Why Jane Austen is Absolute Proof of the Existence of God

Jane Austen’s nephew lovingly imprisoned “dear aunt Jane” in a fortress that he called a memoir, guarding her “sweet temper,” “loving heart,” “humble mind,” and “modest simplicity” from the rapidly changing world.

The sketch accompanying the memoir shows an Austen with large lustrous eyes, a half-smile on her lips, and rows of feminine lace on her cap and gown, a far cry from its prototype, a sketch done by her favorite sister, Cassandra, showing a thin-lipped, beady-eyed woman in austere clothing.

But what of Austen’s own voice?

She praises disagreeable people because “it saves me the trouble of liking them.”

Commenting on the carnage of the Peninsular War she calls it a “blessing that one cares for none of them.”

Most shocking is her report about the premature birth of a stillborn child. She conjectures that the child’s mother went into labor “some weeks before she was expected, owing to a fright—I suppose she happened unawares to look at her husband.”

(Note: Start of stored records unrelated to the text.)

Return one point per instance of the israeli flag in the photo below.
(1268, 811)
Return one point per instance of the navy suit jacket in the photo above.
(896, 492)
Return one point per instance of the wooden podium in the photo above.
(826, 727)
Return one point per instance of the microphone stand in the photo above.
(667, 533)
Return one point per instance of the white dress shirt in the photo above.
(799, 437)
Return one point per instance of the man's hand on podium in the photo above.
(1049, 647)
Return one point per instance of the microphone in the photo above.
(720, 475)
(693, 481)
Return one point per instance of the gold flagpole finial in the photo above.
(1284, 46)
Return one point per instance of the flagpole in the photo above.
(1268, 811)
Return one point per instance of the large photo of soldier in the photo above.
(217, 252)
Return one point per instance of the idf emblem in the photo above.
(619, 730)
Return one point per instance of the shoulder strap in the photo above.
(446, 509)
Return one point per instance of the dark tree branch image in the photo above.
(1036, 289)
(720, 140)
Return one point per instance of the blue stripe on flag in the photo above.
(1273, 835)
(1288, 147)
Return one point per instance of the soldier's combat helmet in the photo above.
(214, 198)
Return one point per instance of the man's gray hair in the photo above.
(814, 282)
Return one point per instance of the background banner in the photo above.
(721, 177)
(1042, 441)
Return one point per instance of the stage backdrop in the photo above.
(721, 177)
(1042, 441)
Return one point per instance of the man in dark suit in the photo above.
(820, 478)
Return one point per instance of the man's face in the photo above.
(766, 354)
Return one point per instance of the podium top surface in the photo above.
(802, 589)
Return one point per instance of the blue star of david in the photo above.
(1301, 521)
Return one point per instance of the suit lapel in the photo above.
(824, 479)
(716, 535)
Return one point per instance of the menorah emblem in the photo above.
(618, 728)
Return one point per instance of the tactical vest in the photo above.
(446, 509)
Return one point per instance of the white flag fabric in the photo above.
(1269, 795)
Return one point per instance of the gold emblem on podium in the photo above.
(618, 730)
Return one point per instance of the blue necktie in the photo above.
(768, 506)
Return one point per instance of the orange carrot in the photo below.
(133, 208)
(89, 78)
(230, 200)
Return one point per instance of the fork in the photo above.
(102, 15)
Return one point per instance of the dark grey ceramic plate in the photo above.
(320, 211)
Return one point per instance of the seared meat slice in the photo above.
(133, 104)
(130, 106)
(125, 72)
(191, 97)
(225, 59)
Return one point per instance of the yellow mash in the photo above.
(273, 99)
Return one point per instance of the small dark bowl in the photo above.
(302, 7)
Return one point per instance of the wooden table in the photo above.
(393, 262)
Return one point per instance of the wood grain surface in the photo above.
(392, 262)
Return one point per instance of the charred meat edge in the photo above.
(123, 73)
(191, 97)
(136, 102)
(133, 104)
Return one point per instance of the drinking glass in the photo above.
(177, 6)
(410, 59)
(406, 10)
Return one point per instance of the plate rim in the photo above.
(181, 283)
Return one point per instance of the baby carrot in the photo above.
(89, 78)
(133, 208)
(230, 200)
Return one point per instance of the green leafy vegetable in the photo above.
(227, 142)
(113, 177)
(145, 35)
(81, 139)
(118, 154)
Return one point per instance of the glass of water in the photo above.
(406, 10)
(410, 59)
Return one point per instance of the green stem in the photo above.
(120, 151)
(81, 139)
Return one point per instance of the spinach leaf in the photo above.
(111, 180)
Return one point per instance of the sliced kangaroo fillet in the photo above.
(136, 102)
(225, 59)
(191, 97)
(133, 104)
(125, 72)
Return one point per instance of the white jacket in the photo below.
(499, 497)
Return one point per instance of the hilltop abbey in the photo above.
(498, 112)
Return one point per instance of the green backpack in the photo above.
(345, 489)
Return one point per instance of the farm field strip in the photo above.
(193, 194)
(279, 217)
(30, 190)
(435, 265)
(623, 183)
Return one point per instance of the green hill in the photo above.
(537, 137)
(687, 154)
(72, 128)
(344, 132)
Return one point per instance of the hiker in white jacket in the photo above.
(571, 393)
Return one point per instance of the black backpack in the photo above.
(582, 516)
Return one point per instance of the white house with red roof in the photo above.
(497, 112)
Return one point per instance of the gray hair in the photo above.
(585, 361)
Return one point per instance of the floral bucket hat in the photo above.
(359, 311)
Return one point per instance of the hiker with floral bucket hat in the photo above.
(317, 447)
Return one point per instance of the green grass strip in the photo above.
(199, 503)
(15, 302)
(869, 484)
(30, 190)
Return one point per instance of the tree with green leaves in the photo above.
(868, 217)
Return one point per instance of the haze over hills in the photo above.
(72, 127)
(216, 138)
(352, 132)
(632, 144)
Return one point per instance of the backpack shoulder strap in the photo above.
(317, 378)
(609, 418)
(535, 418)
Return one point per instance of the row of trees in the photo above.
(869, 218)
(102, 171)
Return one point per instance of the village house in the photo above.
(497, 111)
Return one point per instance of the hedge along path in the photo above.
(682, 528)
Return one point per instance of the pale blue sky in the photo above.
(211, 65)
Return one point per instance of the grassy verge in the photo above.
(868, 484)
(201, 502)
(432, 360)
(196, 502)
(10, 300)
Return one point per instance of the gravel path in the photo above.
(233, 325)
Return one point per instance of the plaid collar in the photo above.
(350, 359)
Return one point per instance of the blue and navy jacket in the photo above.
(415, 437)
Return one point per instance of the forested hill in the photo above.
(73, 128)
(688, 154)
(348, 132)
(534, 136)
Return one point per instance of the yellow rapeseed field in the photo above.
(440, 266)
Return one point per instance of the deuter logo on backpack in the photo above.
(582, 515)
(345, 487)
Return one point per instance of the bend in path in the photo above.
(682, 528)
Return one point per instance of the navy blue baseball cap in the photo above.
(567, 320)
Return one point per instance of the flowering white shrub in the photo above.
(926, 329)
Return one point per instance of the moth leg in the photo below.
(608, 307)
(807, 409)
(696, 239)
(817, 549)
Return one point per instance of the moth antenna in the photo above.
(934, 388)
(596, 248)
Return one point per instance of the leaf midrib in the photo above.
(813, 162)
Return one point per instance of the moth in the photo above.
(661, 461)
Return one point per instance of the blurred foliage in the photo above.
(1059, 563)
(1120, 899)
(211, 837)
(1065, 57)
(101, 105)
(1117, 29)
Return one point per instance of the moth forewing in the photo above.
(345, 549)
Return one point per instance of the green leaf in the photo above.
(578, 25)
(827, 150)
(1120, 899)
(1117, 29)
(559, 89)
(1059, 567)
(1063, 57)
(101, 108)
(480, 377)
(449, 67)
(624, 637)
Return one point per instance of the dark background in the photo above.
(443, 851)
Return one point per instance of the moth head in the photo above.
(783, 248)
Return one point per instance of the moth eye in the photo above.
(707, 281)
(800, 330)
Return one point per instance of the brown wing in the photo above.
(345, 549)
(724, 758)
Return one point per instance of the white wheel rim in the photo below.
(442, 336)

Was Jane Austen a flawed human being or a seer who explored the human heart with sensitivity and wisdom?

Yes.

Surely her six masterpieces were inspired by a divinity transcending her human limitations.

Just as Shakespeare abandoned his family for a theatrical career in London, leaving his wife only his “second-best bed” in his will.

Just as Spenser’s delicate religious allegory exists side by side with praise for Lord Grey’s slaughter of the Irish.

Just as Ezra Pound wrote Nazi propaganda.

In our own lives too, we see this doubleness.

My colleague in the English Department who can be incredibly insensitive to students’ feelings, yet who nevertheless has performed some of the kindest deeds imaginable for these same students.

Or the checker at the supermarket who takes time to comment on my cooking plans or even asks about a brand of an item that I have bought and whether it is good or not because she’s been thinking of trying it.

Or the black man who sprints across Starbuck’s parking lot to see if I injured myself when I fell and tore the knee out of my trousers. Racial and economic barriers fell before his compassion.

These may be people whose political views I would abhor, whose social values might sicken me, yet their emotional generosity argues an inner spirituality immune to superficial beliefs.

In this way, balancing the human and divine, we are all like Jane Austen.